Regarding why it is important that $E$ is bounded below by $1$,
consider the integers, which are a lot like the natural numbers except
that you can count down indefinitely (not bounded below by $1$) as well as count up. It is easy to construct a subset of the integers with no least element.
Regarding the specific steps of the book's proof, if we ignore this fact about $E$, then we lose the reason by which the book invokes the Completeness Axiom, so we lose the definition of $c$ and we lose every fact that uses $c$.
The authors presumably mean for you to prove that $(n,n+1)\cap\mathbb N = \emptyset$ by induction on $n$ with a base case of $n=1$
(for which you must prove that $(1,2)\cap\mathbb N = \emptyset$)
and an inductive case in which you prove that if
$(n,n+1)\cap\mathbb N = \emptyset$
then $(n+1,n+2)\cap\mathbb N = \emptyset$.

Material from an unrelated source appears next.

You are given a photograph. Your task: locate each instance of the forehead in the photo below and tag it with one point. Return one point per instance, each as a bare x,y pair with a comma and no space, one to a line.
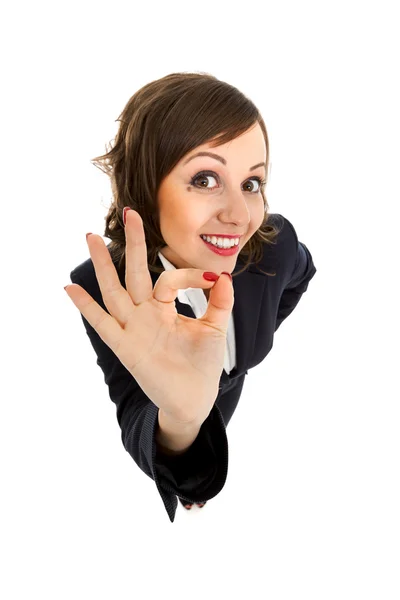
251,144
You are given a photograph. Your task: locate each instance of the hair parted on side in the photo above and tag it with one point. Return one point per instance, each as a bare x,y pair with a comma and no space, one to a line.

A: Logicians have the notion of begging the question, from the archaic meaning of beg, to assume something you have no right to use or possess. If you say maple syrup is good for you, because it comes from the sap of a tree, you are begging the question: Socrates drank hemlock and it wasn't good for him. I think the proof is correct, but begs the question. The authors assume that somehow you have been able to come upon the real numbers, without ever using that every non-empty set of natural numbers has a least member. And amazingly you are asked to accept that every nonempty set of real numbers with a lower bound has an infimum, while at the same time holding in abeyance until proven, that every nonempty set of natural numbers has a least member. In short, I believe the axiom of completeness is really a theorem, but the theorem you are considering is not really a theorem; it's an axiom.